As a child, I stressed out over everything.
I didn’t acquire glasses until I was an adult, but I wore orthodontic headgear for years, and I still remember the terror I felt when I broke this bizarre apparatus, known as a chin cup, while I was sleeping. Designed to fix a severe underbite, the chin cup was held together by rubber bands and little pieces of metal, and looked like the sort of thing children might create if they were dressing as an alien for Halloween. But I understood that the chin cup was expensive, and that an unexpected trip to the orthodontist wouldn’t make anybody very happy.
I also stressed out over school and sports. I found it difficult to eat before games, my grades were a constant worry and I lived in dread of the SATs. Now that I’m an adult, I know that most of this stuff doesn’t matter very much, in the scheme of things, but at the time it seemed incredibly important and I felt as though a single misstep would spell doom. The exact nature of this doom was unclear, but I wanted to avoid it at all costs.

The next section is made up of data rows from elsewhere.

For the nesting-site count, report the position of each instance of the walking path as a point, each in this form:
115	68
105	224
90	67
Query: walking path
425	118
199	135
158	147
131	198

I’m not sure what changed, but I now consider 95 percent of all problems minor, and not worth stressing over.
Most problems, I now understand, can be solved, even though solving them might require a greater investment of time, effort and money than you would like. And I have a better sense, through personal experience, of the types of problems that are difficult, sometimes even impossible, to fix. That there are things that, unlike a pair of glasses, cannot be replaced or put back together again.
One of my favorite New Yorker articles ever focused on the problem of suicidal people jumping off the Golden Gate bridge. Most of these people die, but a few survive, and the reporter, Tad Friend, tracked down some of the survivors. One of them told Friend he realized he had made a mistake as soon as he was in the air. “I instantly realized that everything in my life that I’d thought was unfixable was totally fixable — except for having just jumped,” he said.
I told my parents about the super glue mishap, and they did their best to make me worry.
“Those contacts lenses will be gone before you know it,” my mother said.
“I’ve got, like, 60 pairs,” I said.
“They won’t last forever,” my mom warned.
Then my dad got on the phone. He found my super glue story quite humorous, but then his various fears and worries began to bubble to the surface. “You’d better be careful with that super glue,” he said. “You don’t want to get super glue in your eyes. And you don’t want it on your skin, either. In fact, I’m not sure someone like you should even be using super glue.”
Normally I would take offense at such comments, but on this particular occasion I found that I agreed with my father.
Because if I’ve learned one thing from this little episode, it’s to stay away from super glue. There might be bigger problems in the world, but the searing pain I experienced when I pried my fingers apart is something I don’t care to repeat.